The Seattle Star
Saturday, May 6, 1899
NEW YORK, May 6. - William Jensen, who was the proprietor of a delicatessen store on Ave A and who went to the Klondike region in a search for gold a year ago, returned to New York yesterday with 60 cents. He started for the Klondike with a complete miner's outfit and $1800 in cash. When he got back he said he never would have been able to get back to New York if a man in Skagway hadn't lent him $500. The man was a stranger to him, but was from his native town in Sweden. Jensen intends to go to work on Monday morning in a South Brooklyn factory at $12 a week. Sitting at a table yesterday in an Avenue A saloon, surrounded by many of his friends, Jensen summed up his Klondike experience in the following words:
"I been a damn fool. I been twenty year in New York an' I save much money. I been crazy like a damn fool to do dat for to go to Klondike."

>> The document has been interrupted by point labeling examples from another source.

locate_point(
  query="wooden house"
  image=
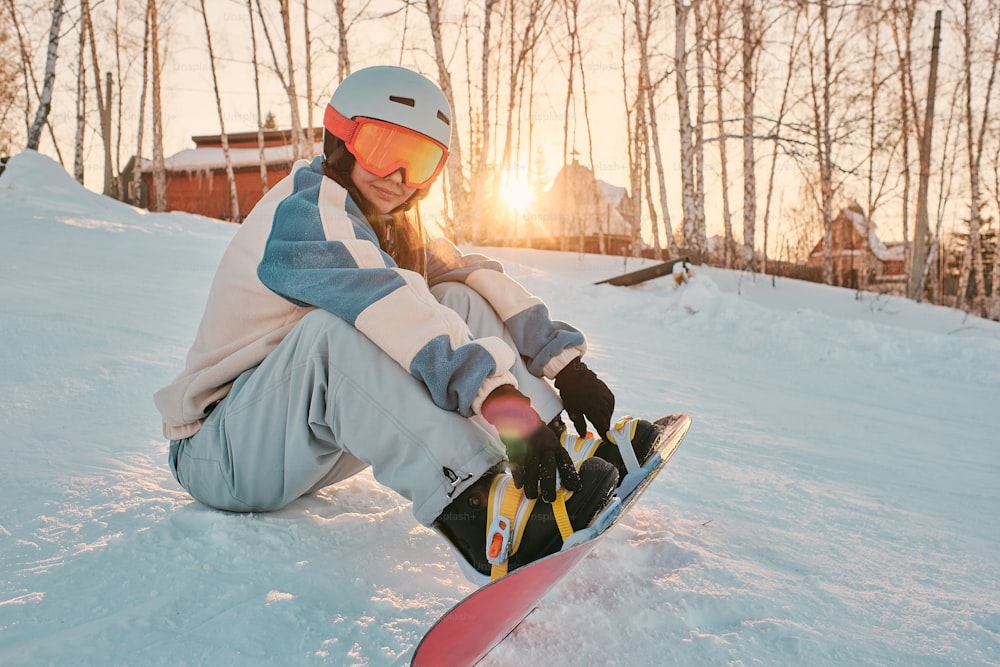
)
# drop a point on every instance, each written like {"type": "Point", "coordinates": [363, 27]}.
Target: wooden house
{"type": "Point", "coordinates": [860, 258]}
{"type": "Point", "coordinates": [578, 213]}
{"type": "Point", "coordinates": [196, 177]}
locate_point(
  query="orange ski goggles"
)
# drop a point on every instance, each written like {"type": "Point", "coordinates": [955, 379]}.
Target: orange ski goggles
{"type": "Point", "coordinates": [383, 148]}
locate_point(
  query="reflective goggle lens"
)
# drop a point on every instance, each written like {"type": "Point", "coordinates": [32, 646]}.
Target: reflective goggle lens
{"type": "Point", "coordinates": [384, 148]}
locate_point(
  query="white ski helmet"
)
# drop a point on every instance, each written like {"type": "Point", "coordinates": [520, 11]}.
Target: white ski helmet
{"type": "Point", "coordinates": [395, 95]}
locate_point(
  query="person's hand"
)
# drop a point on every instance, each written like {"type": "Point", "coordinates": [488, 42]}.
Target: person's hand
{"type": "Point", "coordinates": [533, 449]}
{"type": "Point", "coordinates": [585, 396]}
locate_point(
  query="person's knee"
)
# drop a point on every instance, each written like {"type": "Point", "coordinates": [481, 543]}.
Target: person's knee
{"type": "Point", "coordinates": [458, 296]}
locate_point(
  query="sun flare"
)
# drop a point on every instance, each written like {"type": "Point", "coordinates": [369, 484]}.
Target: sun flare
{"type": "Point", "coordinates": [517, 193]}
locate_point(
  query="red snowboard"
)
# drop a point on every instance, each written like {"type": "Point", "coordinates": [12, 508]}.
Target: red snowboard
{"type": "Point", "coordinates": [467, 632]}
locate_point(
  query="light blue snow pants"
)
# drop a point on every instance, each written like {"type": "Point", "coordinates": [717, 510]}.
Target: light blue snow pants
{"type": "Point", "coordinates": [327, 403]}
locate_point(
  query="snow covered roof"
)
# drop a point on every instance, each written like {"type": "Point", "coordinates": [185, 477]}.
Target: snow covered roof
{"type": "Point", "coordinates": [207, 159]}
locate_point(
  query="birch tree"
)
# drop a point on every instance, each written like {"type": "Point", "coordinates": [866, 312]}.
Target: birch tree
{"type": "Point", "coordinates": [634, 124]}
{"type": "Point", "coordinates": [918, 259]}
{"type": "Point", "coordinates": [643, 18]}
{"type": "Point", "coordinates": [901, 16]}
{"type": "Point", "coordinates": [136, 187]}
{"type": "Point", "coordinates": [10, 98]}
{"type": "Point", "coordinates": [81, 103]}
{"type": "Point", "coordinates": [287, 76]}
{"type": "Point", "coordinates": [456, 179]}
{"type": "Point", "coordinates": [975, 132]}
{"type": "Point", "coordinates": [722, 56]}
{"type": "Point", "coordinates": [234, 202]}
{"type": "Point", "coordinates": [256, 79]}
{"type": "Point", "coordinates": [752, 33]}
{"type": "Point", "coordinates": [159, 197]}
{"type": "Point", "coordinates": [49, 79]}
{"type": "Point", "coordinates": [695, 241]}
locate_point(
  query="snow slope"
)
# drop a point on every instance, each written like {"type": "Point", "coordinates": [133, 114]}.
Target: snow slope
{"type": "Point", "coordinates": [836, 502]}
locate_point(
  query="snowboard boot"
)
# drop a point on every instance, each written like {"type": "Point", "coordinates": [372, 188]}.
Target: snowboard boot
{"type": "Point", "coordinates": [638, 435]}
{"type": "Point", "coordinates": [496, 529]}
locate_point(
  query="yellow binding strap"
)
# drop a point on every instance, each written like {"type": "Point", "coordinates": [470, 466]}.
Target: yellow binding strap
{"type": "Point", "coordinates": [562, 516]}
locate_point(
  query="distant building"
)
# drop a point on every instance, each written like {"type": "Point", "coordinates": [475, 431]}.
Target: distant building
{"type": "Point", "coordinates": [579, 213]}
{"type": "Point", "coordinates": [196, 177]}
{"type": "Point", "coordinates": [857, 248]}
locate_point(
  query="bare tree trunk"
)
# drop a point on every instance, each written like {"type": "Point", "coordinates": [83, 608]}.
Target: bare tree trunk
{"type": "Point", "coordinates": [310, 138]}
{"type": "Point", "coordinates": [456, 179]}
{"type": "Point", "coordinates": [777, 132]}
{"type": "Point", "coordinates": [81, 107]}
{"type": "Point", "coordinates": [643, 29]}
{"type": "Point", "coordinates": [632, 137]}
{"type": "Point", "coordinates": [234, 202]}
{"type": "Point", "coordinates": [820, 90]}
{"type": "Point", "coordinates": [159, 165]}
{"type": "Point", "coordinates": [289, 83]}
{"type": "Point", "coordinates": [136, 188]}
{"type": "Point", "coordinates": [102, 112]}
{"type": "Point", "coordinates": [974, 146]}
{"type": "Point", "coordinates": [260, 119]}
{"type": "Point", "coordinates": [343, 56]}
{"type": "Point", "coordinates": [694, 239]}
{"type": "Point", "coordinates": [49, 80]}
{"type": "Point", "coordinates": [699, 124]}
{"type": "Point", "coordinates": [569, 203]}
{"type": "Point", "coordinates": [994, 302]}
{"type": "Point", "coordinates": [721, 63]}
{"type": "Point", "coordinates": [932, 273]}
{"type": "Point", "coordinates": [293, 97]}
{"type": "Point", "coordinates": [903, 15]}
{"type": "Point", "coordinates": [915, 288]}
{"type": "Point", "coordinates": [751, 44]}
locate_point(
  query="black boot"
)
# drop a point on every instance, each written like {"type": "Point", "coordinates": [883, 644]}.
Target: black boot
{"type": "Point", "coordinates": [464, 521]}
{"type": "Point", "coordinates": [643, 439]}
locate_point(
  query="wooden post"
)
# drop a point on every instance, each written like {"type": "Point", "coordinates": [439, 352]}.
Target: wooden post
{"type": "Point", "coordinates": [915, 281]}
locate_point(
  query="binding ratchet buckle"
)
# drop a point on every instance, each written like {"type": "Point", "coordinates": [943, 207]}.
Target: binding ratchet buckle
{"type": "Point", "coordinates": [498, 541]}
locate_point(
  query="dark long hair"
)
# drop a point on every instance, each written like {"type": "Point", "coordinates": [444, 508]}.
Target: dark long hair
{"type": "Point", "coordinates": [399, 232]}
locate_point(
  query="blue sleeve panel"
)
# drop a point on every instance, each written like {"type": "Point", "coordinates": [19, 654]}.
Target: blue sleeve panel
{"type": "Point", "coordinates": [539, 338]}
{"type": "Point", "coordinates": [349, 276]}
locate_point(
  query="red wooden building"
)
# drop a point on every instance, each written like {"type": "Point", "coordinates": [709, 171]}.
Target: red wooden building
{"type": "Point", "coordinates": [860, 259]}
{"type": "Point", "coordinates": [196, 177]}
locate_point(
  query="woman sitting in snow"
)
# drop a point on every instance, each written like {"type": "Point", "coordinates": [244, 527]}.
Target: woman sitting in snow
{"type": "Point", "coordinates": [334, 339]}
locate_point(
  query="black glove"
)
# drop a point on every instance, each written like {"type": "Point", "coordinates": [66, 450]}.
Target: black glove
{"type": "Point", "coordinates": [584, 395]}
{"type": "Point", "coordinates": [533, 449]}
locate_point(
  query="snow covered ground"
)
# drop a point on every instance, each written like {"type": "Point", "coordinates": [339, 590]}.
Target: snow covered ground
{"type": "Point", "coordinates": [837, 501]}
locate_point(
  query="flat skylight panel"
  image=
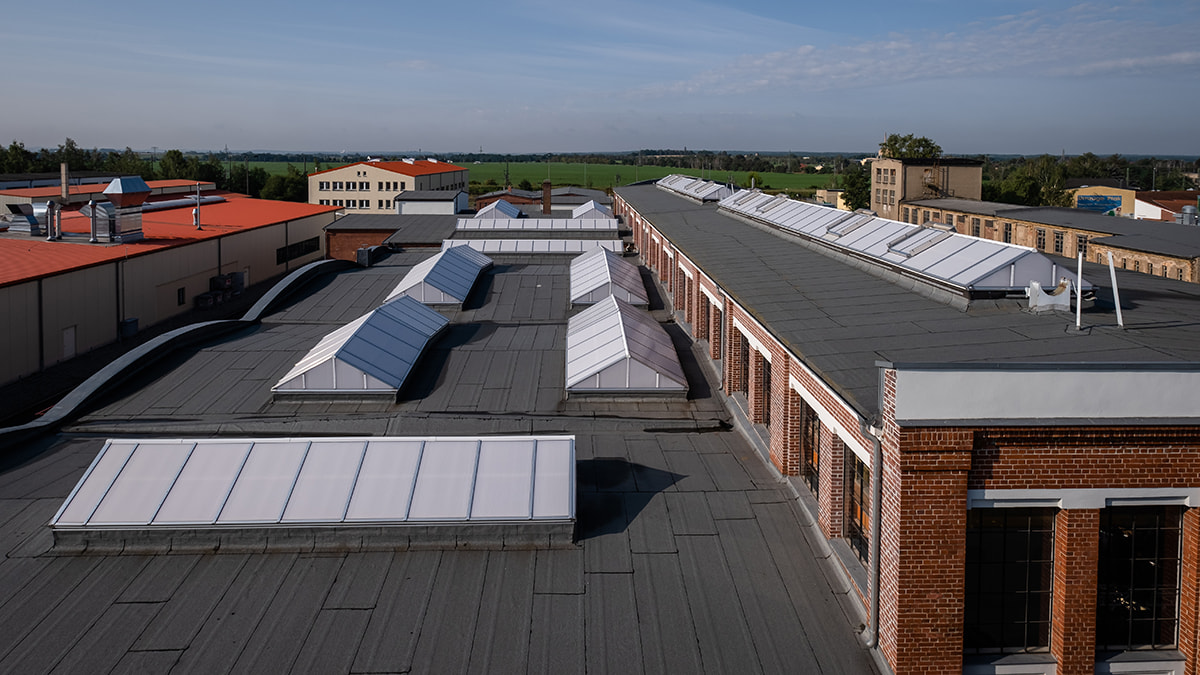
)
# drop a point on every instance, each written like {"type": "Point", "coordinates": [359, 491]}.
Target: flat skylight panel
{"type": "Point", "coordinates": [444, 484]}
{"type": "Point", "coordinates": [203, 485]}
{"type": "Point", "coordinates": [553, 490]}
{"type": "Point", "coordinates": [323, 490]}
{"type": "Point", "coordinates": [504, 481]}
{"type": "Point", "coordinates": [95, 483]}
{"type": "Point", "coordinates": [265, 482]}
{"type": "Point", "coordinates": [142, 485]}
{"type": "Point", "coordinates": [385, 481]}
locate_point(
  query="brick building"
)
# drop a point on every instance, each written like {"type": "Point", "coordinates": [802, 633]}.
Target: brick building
{"type": "Point", "coordinates": [1159, 249]}
{"type": "Point", "coordinates": [1006, 494]}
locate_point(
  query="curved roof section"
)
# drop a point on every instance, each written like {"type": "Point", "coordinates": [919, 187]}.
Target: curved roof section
{"type": "Point", "coordinates": [695, 187]}
{"type": "Point", "coordinates": [537, 223]}
{"type": "Point", "coordinates": [534, 245]}
{"type": "Point", "coordinates": [445, 278]}
{"type": "Point", "coordinates": [616, 347]}
{"type": "Point", "coordinates": [600, 273]}
{"type": "Point", "coordinates": [298, 482]}
{"type": "Point", "coordinates": [591, 209]}
{"type": "Point", "coordinates": [499, 209]}
{"type": "Point", "coordinates": [942, 257]}
{"type": "Point", "coordinates": [372, 354]}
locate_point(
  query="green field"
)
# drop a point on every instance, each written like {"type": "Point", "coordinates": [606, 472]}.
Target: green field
{"type": "Point", "coordinates": [598, 177]}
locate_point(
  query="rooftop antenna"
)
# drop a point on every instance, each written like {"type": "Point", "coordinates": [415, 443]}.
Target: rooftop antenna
{"type": "Point", "coordinates": [196, 211]}
{"type": "Point", "coordinates": [1116, 294]}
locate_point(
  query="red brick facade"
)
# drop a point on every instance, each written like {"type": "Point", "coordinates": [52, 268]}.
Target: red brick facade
{"type": "Point", "coordinates": [927, 475]}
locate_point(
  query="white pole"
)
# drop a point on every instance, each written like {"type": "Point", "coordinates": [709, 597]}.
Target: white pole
{"type": "Point", "coordinates": [1116, 296]}
{"type": "Point", "coordinates": [1079, 293]}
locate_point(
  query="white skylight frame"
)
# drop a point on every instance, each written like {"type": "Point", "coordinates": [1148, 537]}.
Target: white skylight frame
{"type": "Point", "coordinates": [304, 482]}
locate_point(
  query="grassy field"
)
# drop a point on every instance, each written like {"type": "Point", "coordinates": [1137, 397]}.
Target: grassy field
{"type": "Point", "coordinates": [599, 177]}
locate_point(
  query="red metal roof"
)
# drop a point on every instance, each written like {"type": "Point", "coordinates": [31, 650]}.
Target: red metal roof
{"type": "Point", "coordinates": [25, 258]}
{"type": "Point", "coordinates": [418, 167]}
{"type": "Point", "coordinates": [99, 189]}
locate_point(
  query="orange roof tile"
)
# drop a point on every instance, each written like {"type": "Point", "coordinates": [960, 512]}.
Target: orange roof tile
{"type": "Point", "coordinates": [25, 258]}
{"type": "Point", "coordinates": [418, 167]}
{"type": "Point", "coordinates": [97, 189]}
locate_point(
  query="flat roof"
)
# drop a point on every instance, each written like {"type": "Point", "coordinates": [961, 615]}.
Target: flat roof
{"type": "Point", "coordinates": [99, 189]}
{"type": "Point", "coordinates": [24, 257]}
{"type": "Point", "coordinates": [691, 555]}
{"type": "Point", "coordinates": [840, 320]}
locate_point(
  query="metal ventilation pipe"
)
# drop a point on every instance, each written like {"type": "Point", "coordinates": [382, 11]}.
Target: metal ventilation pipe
{"type": "Point", "coordinates": [51, 208]}
{"type": "Point", "coordinates": [95, 222]}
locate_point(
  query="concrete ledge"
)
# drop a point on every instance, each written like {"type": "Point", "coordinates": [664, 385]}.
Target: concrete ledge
{"type": "Point", "coordinates": [334, 538]}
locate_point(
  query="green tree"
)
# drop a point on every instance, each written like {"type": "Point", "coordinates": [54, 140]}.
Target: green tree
{"type": "Point", "coordinates": [856, 186]}
{"type": "Point", "coordinates": [909, 147]}
{"type": "Point", "coordinates": [292, 186]}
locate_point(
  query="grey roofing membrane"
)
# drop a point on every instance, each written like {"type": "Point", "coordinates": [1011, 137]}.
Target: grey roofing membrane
{"type": "Point", "coordinates": [691, 554]}
{"type": "Point", "coordinates": [840, 320]}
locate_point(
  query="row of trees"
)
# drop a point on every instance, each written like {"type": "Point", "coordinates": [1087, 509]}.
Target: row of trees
{"type": "Point", "coordinates": [1035, 181]}
{"type": "Point", "coordinates": [232, 173]}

Jensen said that he was buncoed all along the line to the Klondike and all the way back. He said that he paid $550 to a man who sold him a piece of paper that purported to be a deed to a valuable claim near Mynook creek. Then he said he was "bled" by the Canadian customs officers between Tagish lake and Marsh lake and was compelled to give them $250, although he had paid duty on his outfit to the customs officers at White pass. Jensen said that, after being buncoed on all sides by transportation companies, Canadian customs and ordinary bunco men he had a few hundred dollars left. This he lost learning the American games of draw poker.